The Gentile court held Senate Bill 1437 eliminates natural and probable consequences liability for murder regardless of degree. (Gentile, supra, 10 Cal.5th at pp. 846–848.) The Gentile court noted, “notwithstanding Senate Bill 1437’s elimination of natural and probable consequences liability for second degree murder, an aider and abettor who does not expressly intend to aid a killing can still be convicted of second degree murder if the person knows that his or her conduct endangers the life of another and acts with conscious disregard for life,” meaning an aider and abettor can still be convicted of second degree murder under a theory of “implied malice.” (Id. at p. 850; see People v. Powell (2021) 63 Cal.App.5th 689, 713 [interpreting Gentile to “suggest[] an aider and abettor can be liable for implied malice murder as a theory independent of the natural and probable consequences doctrine”].) However, this statement in Gentile has no bearing on this case because “implied malice is an insufficient basis on which to sustain [an attempted murder] charge.” (People v. Lee (1987) 43 Cal.3d 666, 670.) Rather, a specific intent to kill is required to support an attempted murder conviction. (Ibid.; see People v. Stone (2009) 46 Cal.4th 131, 139–140 [“[T]he mental state required for attempted murder differs from that required for murder. Attempted murder requires express malice, i.e., intent to kill. Implied malice—a conscious disregard for life—suffices for murder but not attempted murder”].) Thus, the court did not err in failing to instruct the jury on implied malice, and Gentile does not affect the sufficiency of the aiding and abetting instruction given in this case.
Because the record establishes defendant could not have been convicted of attempted murder under a now prohibited theory of liability, we affirm the court’s denial of his section 1170.95 petition for resentencing.
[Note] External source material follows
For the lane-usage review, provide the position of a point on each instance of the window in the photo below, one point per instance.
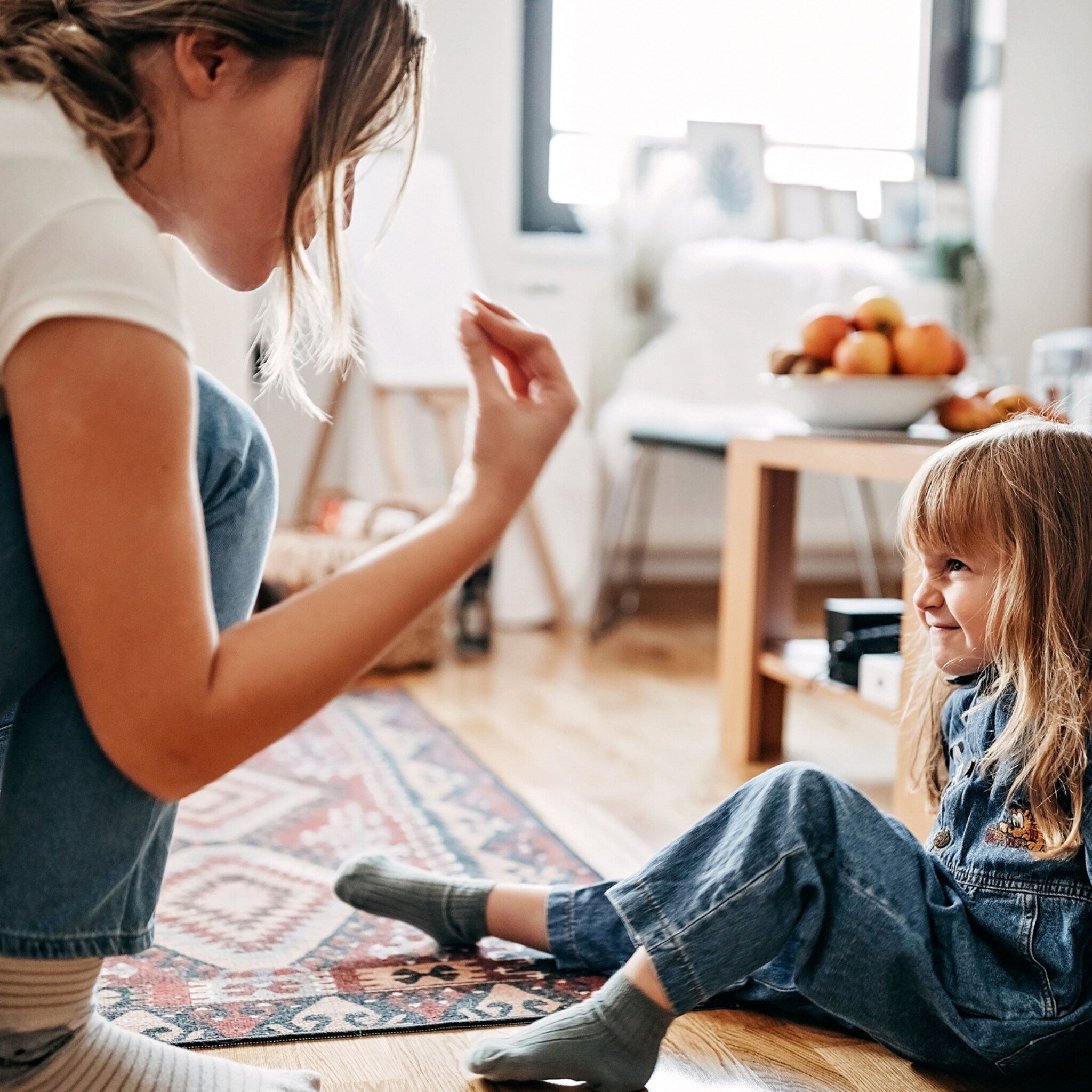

For the same reason, we conclude the failure to appoint him counsel was harmless. (See Lewis, supra, 11 Cal.5th at p. 974.)
DISPOSITION
The court’s order denying defendant’s section 1170.95 petition for resentencing is affirmed.
*Before Levy, Acting P.J., Poochigian, J., and Peña, J.
[1]Here, the jurors were given CALCRIM Nos. 400 and 401 on the theory of direct aiding and abetting, as well as CALCRIM No. 600, which advised them that an attempted murder conviction required a finding “[t]he defendant intended to kill [the victim].” !(1 Aug. CT: 244-245)!